- Cradoc
- Coordinates: 43°06′29″S 147°01′59″E﻿ / ﻿43.1081°S 147.0331°E
- Country: Australia
- State: Tasmania
- Region: South-east
- LGA: Huon Valley;
- Location: 11 km (6.8 mi) SW of Huonville;

Government
- • State electorate: Franklin;
- • Federal division: Franklin;

Population
- • Total: 445 (2016 census)
- Postcode: 7109
Localities around Cradoc
| Huon River | Woodstock, Upper Woodstock | Upper Woodstock |
| Huon River | Cradoc | Cygnet, Upper Woodstock |
| Huon River | Glaziers Bay, Cygnet | Cygnet |

= Cradoc, Tasmania =

Cradoc is a rural residential locality in the local government area of Huon Valley in the South-east region of Tasmania. It is located about 11 km south-west of the town of Huonville. The 2016 census recorded a population of 445 for the state suburb of Cradoc.

==History==
Cradoc was gazetted as a locality in 1968.
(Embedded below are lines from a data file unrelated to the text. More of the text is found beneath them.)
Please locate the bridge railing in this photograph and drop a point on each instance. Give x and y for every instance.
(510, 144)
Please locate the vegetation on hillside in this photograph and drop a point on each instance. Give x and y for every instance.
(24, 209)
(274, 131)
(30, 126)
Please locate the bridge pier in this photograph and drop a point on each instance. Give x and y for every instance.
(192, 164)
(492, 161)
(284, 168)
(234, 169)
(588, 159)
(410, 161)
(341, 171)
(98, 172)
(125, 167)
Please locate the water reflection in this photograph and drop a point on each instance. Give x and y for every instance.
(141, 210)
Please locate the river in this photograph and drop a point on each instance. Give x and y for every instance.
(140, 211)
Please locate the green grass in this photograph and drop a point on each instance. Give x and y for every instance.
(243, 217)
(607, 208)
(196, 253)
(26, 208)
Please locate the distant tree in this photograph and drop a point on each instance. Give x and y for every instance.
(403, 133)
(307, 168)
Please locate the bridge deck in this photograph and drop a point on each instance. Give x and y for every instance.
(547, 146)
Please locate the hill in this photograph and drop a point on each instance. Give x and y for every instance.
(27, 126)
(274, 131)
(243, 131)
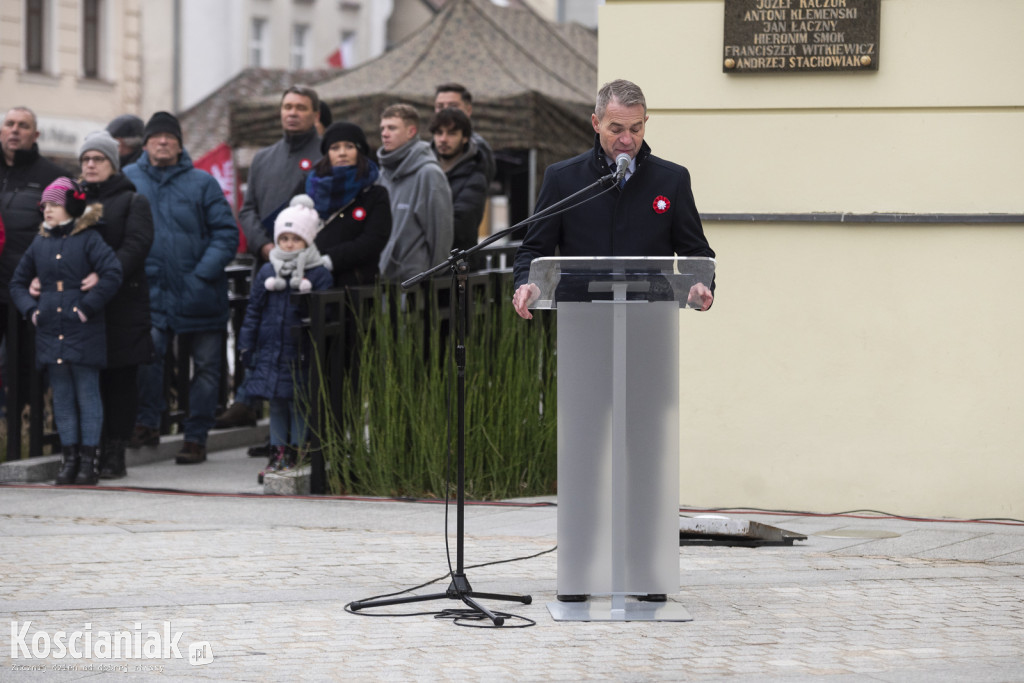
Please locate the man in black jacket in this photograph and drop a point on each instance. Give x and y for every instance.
(650, 214)
(465, 166)
(455, 95)
(24, 175)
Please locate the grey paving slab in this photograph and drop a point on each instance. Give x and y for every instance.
(265, 581)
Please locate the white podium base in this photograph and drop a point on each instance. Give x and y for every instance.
(617, 610)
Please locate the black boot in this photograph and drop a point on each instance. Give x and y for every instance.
(114, 460)
(69, 465)
(88, 471)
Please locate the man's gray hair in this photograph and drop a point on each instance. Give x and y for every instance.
(626, 93)
(35, 121)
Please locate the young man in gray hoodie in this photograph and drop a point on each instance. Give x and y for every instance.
(421, 201)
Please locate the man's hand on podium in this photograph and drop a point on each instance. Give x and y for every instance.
(699, 297)
(523, 297)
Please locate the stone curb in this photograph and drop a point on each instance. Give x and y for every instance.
(44, 468)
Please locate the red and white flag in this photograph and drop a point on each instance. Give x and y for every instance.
(220, 164)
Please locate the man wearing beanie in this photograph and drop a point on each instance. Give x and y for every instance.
(127, 130)
(24, 174)
(274, 173)
(195, 238)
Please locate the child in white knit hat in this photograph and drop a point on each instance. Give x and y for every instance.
(270, 339)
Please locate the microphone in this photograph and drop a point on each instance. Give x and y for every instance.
(622, 165)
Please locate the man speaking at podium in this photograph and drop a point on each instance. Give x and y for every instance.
(649, 213)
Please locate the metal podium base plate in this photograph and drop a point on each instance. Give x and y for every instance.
(633, 610)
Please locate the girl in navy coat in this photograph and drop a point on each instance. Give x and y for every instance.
(270, 337)
(71, 338)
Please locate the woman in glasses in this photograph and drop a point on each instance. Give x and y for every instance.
(127, 227)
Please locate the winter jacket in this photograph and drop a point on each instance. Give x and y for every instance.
(468, 180)
(355, 236)
(269, 341)
(195, 238)
(623, 221)
(421, 211)
(127, 227)
(61, 257)
(20, 186)
(273, 173)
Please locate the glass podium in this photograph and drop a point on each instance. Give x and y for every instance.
(619, 429)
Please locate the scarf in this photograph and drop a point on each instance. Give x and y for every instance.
(331, 193)
(290, 268)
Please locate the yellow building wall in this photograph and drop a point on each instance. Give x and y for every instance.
(849, 366)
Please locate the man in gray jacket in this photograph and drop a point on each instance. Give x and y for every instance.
(276, 170)
(421, 201)
(273, 175)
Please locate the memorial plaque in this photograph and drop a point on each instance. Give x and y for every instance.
(765, 36)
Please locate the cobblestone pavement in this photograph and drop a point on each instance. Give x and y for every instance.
(264, 582)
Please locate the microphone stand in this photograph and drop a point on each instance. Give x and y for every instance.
(458, 263)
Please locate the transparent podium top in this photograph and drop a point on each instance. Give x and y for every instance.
(563, 279)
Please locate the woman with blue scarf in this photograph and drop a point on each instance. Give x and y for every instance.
(356, 212)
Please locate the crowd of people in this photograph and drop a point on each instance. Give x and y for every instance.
(109, 262)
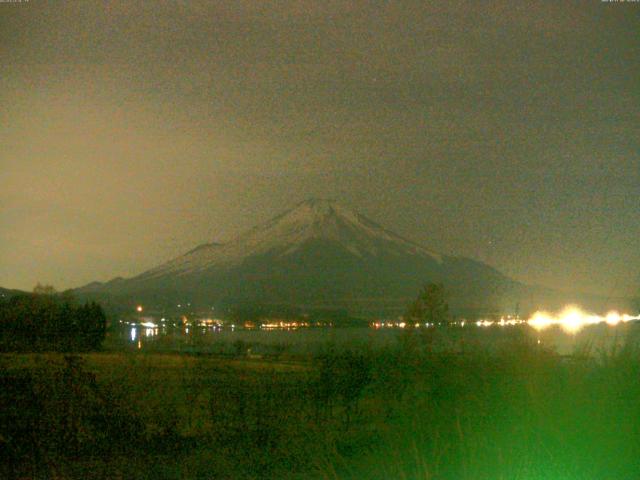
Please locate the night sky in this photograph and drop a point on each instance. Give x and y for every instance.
(509, 132)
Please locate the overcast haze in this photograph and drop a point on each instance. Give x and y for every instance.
(508, 132)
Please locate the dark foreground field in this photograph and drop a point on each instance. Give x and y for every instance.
(517, 412)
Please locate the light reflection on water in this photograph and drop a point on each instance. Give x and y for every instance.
(216, 339)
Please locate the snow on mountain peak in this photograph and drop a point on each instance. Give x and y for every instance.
(313, 219)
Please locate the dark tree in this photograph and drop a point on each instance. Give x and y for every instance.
(430, 307)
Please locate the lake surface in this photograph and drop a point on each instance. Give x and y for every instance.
(594, 338)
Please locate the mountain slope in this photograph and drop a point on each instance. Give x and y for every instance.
(317, 254)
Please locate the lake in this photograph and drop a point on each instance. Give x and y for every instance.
(226, 340)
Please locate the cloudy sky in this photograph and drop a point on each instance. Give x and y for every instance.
(505, 131)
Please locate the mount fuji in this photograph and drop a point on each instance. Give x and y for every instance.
(319, 254)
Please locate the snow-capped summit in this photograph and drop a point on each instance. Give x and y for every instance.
(311, 220)
(319, 253)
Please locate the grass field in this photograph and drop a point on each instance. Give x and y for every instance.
(517, 412)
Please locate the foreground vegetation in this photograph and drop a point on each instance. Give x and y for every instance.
(407, 412)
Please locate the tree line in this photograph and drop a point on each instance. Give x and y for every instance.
(47, 321)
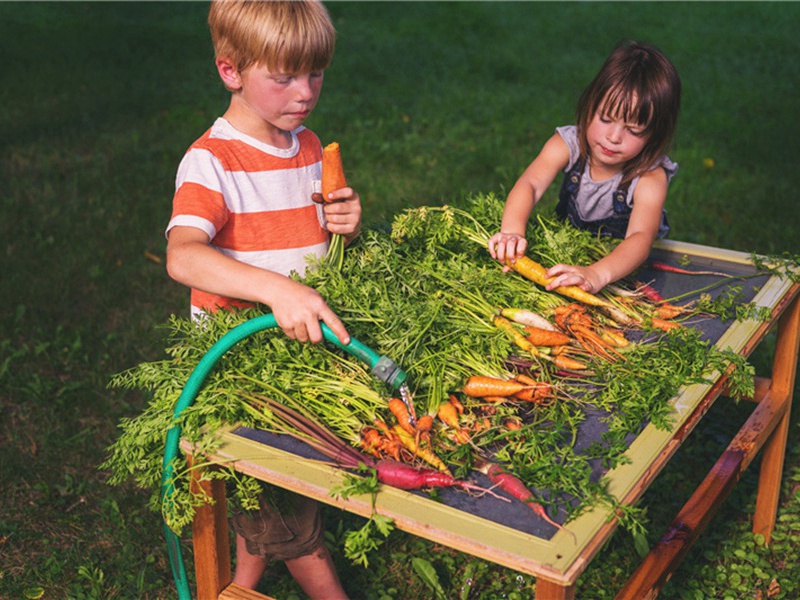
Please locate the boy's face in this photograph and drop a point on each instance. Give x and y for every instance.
(280, 99)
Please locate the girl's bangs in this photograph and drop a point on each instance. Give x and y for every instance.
(627, 105)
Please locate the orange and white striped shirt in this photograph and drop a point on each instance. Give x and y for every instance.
(253, 200)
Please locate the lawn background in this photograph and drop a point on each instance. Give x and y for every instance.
(430, 102)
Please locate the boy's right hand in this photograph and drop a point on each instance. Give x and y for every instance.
(507, 247)
(298, 311)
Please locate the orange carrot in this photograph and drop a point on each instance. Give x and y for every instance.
(457, 403)
(525, 379)
(544, 337)
(400, 412)
(448, 414)
(570, 364)
(664, 325)
(536, 394)
(479, 386)
(332, 172)
(668, 311)
(420, 452)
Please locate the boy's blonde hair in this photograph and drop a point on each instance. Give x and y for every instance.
(294, 36)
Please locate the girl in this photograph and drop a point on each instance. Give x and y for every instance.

In 1792 Rear Admiral Antoine Raymond Joseph de Bruni D’Entrecasteaux was a French navigator, commissioned to search for La Perouse's lost expedition, and explore our southern coastline. La Perouse had sailed from Botany Bay in 1788 and disappeared. In April 1792 D’Entrecasteaux sailing the Recherche, with Captain Huon de Kermadec sailing the L’Esperance, put down in a bay and named it Recherche after his frigate. Captain Huon de Kermadec's Senior Officer was Cradoc. Cradoc was named after this Senior Officer. The expedition which reached the Derwent estuary, resulting in the naming of the channel, North West Bay, Bruny Island, Port Esperance, Southport, Huon River and Huon Island, and many others including the Derwent River, named ‘Riviere du Nord’. Some months later Englishman Captain John Hayes sailed the channel and renamed many sites including the Derwent. [‘Looking for La Perouse’ book by Frank Horner].

The locality was not named after the town of Cradoc in Wales. Cradoc has been part of a major fruit growing region in south eastern Tasmania since the late 19th century. A significant pioneer of the district was James Rowe, who operated sailing vessels and later steamships to carry fruit and passengers between the Huon districts and Hobart.

==Geography==
The Huon River forms the western boundary.

==Road infrastructure==
The B68 route (Channel Highway) enters from the north-west and runs through to the south-east, where it exits. Route C639 (Cygnet Coast Road) starts at an intersection with B68 in the centre and runs west and south through the locality until it exits.